Having a basic knowledge of certain landmark art works by Damien Hirst, this body of work could reasonably remind us of famous examples of the English artist’s work from a few years ago, such as Medicine Cabinets, Pill Cabinets (2007-2009), and Pharmacy Restaurant (2004). He was essentially the first to treat pills and their packaging as a conceptual medium in such length. No-one, however, can produce something in the contemporary visual-arts scene without any relationship whatsoever with something earlier; subjects and media are not inexhaustible any more. This artist’s work is autonomous and self-sufficient, with a totally personal commentary. One could discuss exhaustively the influences in her work, such as op art, minimalism, conceptual art, an element emphasized by many critics, yet so outdated nowadays. If they had become personally involved in the creative process ever so little, they would have felt how secondary all this stylistic tagging is and how independent from movements the process of producing an art work actually is. Kliafa does not fit under a tag; she uses all available means in order to communicate.

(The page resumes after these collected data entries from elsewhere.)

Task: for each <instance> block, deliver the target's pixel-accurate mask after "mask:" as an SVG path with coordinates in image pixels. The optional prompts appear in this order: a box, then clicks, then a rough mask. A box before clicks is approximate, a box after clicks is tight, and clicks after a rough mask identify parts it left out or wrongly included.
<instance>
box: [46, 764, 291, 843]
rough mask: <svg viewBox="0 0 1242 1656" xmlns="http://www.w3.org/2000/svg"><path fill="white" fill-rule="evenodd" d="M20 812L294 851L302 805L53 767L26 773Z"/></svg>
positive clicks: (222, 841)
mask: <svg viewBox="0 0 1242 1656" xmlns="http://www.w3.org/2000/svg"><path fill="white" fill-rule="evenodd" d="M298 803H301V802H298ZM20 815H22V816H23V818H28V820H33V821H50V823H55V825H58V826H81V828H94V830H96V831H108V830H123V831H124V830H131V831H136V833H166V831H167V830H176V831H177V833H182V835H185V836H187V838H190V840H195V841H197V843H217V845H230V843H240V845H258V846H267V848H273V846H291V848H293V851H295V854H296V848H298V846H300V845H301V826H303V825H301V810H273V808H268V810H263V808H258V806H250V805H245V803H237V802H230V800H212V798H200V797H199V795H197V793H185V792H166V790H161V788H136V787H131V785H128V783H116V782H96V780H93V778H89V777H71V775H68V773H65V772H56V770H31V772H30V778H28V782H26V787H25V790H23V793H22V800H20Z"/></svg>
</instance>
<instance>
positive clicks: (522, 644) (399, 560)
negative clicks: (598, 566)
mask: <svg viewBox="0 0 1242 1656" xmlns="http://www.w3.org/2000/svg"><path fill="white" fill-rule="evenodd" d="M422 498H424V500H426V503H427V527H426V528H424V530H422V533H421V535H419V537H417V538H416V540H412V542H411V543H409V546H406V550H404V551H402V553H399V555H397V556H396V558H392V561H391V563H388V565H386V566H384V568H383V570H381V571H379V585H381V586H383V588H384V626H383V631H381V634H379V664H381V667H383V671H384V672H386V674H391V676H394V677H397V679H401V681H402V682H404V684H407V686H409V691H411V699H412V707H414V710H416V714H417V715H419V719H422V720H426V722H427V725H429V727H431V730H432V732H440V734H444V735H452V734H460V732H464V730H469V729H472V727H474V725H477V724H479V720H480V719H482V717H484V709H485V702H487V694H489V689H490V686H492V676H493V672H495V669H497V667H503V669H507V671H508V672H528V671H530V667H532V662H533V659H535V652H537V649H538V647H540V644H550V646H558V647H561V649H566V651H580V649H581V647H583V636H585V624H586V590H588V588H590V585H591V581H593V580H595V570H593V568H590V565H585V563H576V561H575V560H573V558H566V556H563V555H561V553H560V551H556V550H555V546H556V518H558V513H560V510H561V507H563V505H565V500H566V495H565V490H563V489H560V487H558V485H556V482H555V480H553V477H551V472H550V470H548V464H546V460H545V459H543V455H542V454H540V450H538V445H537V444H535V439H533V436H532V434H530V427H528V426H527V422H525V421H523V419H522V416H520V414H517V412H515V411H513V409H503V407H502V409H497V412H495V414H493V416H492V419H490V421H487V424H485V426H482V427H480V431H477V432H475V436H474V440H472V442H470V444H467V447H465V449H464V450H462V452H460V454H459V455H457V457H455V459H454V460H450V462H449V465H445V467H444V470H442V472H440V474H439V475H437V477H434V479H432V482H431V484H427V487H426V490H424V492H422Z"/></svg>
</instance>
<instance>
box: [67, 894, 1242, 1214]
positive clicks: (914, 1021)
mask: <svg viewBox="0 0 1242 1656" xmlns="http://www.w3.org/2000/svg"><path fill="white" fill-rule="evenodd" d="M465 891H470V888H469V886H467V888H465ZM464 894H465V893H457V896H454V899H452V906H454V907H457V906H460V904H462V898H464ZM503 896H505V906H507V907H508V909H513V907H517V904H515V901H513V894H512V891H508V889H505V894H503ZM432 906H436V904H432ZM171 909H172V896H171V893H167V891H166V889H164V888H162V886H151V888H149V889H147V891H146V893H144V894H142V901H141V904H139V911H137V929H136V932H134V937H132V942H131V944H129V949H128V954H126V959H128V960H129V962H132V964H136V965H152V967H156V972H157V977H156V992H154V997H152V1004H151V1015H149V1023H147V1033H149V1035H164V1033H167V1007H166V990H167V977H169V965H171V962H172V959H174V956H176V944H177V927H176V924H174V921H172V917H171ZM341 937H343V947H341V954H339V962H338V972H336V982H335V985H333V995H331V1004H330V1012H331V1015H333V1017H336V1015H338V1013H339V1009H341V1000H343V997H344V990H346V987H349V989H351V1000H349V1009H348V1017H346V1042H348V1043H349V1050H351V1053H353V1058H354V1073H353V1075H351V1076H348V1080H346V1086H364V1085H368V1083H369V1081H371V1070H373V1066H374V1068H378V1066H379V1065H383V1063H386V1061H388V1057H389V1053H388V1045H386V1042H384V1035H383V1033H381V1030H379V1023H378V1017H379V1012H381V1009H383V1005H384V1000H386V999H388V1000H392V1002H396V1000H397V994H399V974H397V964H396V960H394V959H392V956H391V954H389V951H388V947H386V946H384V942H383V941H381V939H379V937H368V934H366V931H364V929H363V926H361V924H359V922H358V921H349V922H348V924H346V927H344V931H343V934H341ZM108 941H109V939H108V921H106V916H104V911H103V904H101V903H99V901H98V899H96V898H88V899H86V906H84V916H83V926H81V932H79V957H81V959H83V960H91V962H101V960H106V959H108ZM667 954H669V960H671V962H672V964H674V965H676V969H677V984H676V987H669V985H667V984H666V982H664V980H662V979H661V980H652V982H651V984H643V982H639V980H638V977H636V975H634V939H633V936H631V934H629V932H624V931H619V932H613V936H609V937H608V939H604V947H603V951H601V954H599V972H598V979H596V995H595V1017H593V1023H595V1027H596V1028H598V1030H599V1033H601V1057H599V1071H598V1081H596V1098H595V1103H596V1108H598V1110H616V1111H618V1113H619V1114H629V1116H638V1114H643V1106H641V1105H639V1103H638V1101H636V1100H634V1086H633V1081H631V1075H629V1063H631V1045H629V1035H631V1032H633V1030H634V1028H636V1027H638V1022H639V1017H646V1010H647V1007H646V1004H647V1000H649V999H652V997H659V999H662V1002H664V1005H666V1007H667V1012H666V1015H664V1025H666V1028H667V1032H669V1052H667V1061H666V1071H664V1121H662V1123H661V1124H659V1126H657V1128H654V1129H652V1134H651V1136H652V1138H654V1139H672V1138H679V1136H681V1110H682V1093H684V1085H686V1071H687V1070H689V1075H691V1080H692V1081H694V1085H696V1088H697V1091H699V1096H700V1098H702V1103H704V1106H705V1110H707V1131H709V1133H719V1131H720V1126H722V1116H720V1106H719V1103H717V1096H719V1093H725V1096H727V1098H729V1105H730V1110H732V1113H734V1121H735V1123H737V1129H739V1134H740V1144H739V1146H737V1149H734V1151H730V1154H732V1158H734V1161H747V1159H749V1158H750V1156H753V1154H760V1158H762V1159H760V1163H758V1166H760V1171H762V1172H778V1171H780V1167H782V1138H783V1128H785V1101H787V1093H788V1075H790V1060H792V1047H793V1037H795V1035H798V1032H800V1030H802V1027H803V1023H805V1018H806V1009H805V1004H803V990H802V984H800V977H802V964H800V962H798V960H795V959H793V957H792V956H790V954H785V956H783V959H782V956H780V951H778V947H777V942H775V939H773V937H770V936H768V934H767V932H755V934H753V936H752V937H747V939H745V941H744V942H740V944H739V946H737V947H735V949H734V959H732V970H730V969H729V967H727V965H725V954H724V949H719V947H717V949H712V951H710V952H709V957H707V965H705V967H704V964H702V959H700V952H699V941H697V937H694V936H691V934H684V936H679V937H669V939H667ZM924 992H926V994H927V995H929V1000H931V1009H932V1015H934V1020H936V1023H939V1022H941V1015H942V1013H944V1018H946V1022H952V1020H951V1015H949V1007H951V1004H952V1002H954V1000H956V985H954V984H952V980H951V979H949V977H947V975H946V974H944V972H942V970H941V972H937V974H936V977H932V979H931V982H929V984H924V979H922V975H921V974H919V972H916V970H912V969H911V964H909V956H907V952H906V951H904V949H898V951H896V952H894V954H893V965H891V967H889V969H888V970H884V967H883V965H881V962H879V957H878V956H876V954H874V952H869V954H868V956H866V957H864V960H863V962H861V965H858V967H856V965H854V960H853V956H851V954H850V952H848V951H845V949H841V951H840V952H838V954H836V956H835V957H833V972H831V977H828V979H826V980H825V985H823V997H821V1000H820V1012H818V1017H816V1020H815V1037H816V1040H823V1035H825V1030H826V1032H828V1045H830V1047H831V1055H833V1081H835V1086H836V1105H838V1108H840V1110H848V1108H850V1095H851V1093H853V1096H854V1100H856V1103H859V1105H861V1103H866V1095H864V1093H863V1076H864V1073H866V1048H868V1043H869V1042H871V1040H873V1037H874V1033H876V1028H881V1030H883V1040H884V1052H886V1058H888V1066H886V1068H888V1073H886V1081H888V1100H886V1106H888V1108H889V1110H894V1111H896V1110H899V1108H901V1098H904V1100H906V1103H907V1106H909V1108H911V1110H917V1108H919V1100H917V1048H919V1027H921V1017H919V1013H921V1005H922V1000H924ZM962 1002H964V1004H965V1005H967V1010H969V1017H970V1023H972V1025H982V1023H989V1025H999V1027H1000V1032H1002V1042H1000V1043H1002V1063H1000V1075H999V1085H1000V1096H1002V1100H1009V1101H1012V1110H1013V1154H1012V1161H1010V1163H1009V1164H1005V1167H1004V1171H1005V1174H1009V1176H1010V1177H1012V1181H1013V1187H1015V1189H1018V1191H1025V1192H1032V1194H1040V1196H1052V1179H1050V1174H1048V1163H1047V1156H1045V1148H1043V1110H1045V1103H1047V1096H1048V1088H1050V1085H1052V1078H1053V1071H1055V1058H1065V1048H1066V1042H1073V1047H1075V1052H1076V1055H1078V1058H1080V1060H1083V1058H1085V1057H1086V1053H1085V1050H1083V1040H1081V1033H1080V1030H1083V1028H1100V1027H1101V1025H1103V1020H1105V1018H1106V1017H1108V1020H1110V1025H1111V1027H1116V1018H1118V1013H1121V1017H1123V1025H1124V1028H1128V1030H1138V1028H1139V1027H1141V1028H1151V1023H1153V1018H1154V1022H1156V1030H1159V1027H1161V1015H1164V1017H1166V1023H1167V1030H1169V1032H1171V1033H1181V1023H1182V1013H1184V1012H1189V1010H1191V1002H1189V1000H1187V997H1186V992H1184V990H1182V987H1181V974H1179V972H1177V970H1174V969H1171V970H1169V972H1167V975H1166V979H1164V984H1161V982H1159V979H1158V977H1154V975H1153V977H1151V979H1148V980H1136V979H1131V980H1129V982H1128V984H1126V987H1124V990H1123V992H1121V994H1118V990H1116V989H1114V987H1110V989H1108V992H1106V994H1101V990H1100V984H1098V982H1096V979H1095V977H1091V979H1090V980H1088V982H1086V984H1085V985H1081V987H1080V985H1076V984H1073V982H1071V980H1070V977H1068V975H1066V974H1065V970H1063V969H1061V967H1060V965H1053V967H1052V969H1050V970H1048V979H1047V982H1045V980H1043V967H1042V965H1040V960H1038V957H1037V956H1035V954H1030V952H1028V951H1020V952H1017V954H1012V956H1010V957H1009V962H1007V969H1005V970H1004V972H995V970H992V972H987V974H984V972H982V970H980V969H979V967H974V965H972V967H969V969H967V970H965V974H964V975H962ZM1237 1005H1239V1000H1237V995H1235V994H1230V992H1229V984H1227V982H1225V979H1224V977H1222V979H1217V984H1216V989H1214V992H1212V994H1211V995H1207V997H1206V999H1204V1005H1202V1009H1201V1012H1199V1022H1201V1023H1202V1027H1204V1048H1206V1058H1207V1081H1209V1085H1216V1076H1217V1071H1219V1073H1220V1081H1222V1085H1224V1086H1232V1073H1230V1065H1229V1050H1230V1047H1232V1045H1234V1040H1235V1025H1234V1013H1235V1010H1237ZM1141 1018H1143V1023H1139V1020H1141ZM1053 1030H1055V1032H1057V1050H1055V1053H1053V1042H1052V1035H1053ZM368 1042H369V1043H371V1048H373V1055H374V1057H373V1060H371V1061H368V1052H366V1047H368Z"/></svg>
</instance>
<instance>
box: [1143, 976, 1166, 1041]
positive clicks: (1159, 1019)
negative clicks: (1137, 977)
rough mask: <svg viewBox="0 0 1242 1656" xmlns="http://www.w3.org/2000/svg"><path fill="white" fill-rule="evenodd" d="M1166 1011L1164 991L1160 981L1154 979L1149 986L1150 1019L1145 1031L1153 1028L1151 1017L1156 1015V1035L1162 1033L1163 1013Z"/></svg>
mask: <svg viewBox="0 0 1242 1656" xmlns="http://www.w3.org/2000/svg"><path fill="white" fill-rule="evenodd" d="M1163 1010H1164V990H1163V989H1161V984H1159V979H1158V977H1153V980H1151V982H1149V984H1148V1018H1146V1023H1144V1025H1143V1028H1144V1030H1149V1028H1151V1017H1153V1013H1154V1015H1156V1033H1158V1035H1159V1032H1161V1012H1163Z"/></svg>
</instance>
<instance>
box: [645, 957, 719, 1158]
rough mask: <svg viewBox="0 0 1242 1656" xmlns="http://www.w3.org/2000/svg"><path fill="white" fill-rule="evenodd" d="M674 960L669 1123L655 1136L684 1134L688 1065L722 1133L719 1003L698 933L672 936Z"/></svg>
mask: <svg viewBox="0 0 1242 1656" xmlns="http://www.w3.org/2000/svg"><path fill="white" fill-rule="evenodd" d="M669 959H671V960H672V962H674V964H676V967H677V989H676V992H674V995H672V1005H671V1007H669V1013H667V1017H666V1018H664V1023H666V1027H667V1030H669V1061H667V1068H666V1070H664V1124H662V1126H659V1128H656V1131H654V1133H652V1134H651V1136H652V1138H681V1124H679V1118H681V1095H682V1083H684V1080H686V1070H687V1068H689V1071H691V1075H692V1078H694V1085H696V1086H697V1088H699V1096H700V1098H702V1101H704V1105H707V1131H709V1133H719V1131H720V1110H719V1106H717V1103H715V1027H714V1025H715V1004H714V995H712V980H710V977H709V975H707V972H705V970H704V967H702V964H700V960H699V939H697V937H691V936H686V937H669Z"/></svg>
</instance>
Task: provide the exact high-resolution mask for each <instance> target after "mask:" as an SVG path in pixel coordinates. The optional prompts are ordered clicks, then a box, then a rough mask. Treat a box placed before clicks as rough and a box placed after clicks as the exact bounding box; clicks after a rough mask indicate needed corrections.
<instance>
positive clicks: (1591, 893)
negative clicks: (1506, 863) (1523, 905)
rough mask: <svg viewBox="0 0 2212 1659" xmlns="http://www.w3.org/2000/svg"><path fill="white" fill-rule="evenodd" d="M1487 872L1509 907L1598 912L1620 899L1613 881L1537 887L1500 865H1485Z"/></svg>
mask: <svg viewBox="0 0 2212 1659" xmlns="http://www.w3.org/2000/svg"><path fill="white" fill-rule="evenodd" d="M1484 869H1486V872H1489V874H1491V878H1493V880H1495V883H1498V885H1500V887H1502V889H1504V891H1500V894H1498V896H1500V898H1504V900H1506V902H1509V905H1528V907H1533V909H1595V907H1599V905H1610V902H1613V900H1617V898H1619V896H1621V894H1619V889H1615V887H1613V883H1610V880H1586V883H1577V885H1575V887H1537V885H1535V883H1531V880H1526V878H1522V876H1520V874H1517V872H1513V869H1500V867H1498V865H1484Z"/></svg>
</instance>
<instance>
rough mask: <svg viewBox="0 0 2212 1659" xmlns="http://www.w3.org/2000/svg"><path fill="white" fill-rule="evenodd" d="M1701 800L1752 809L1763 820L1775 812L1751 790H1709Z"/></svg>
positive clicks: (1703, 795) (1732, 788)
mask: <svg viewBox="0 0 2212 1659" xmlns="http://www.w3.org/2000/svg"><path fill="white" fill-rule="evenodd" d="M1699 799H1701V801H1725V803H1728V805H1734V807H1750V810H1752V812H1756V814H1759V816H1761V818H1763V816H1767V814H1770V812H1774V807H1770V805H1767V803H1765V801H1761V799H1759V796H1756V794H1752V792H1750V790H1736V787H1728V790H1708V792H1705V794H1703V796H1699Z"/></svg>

Although I am positively biased due to the medical philosophy that informs her work, it is objectively evident that she has struck an ideal balance of difficulty between the signifier and the signified. Without falling into the traps of the two extremes, popularization and inaccessibility. A clear proposition for everyone to enjoy.
Biography
Peggy Kliafa was born in 1967 and lives in Athens. In 1990 she graduated from the Athens University of Economics and Business (AUEB) with a degree in Business Administration, specializing in Marketing. She has been working for many years on her specialty. In 2012 she graduated from the Athens School of Fine Arts, where she attended the Third Painting Workshop under Marios Spiliopoulos, and sculpture as an elective course in the workshop of Nicos Tranos. Her work is in private collections. Her participations in group shows include: “Sotiria Plan” Sotiria Hospital (2010); “Art in Window Displays” (2011); “Rooms 2012” (2012) Conference on Jacques Derrida, University of Athens and French Institute (2013); “Medium as Narrative” CAMP (2013); “Paradise Lost” (2013); “The Trans-parency of Sex” The Symptom Projects 04, Amfissa (2013); Kappatos Gallery, group exhibition (2013).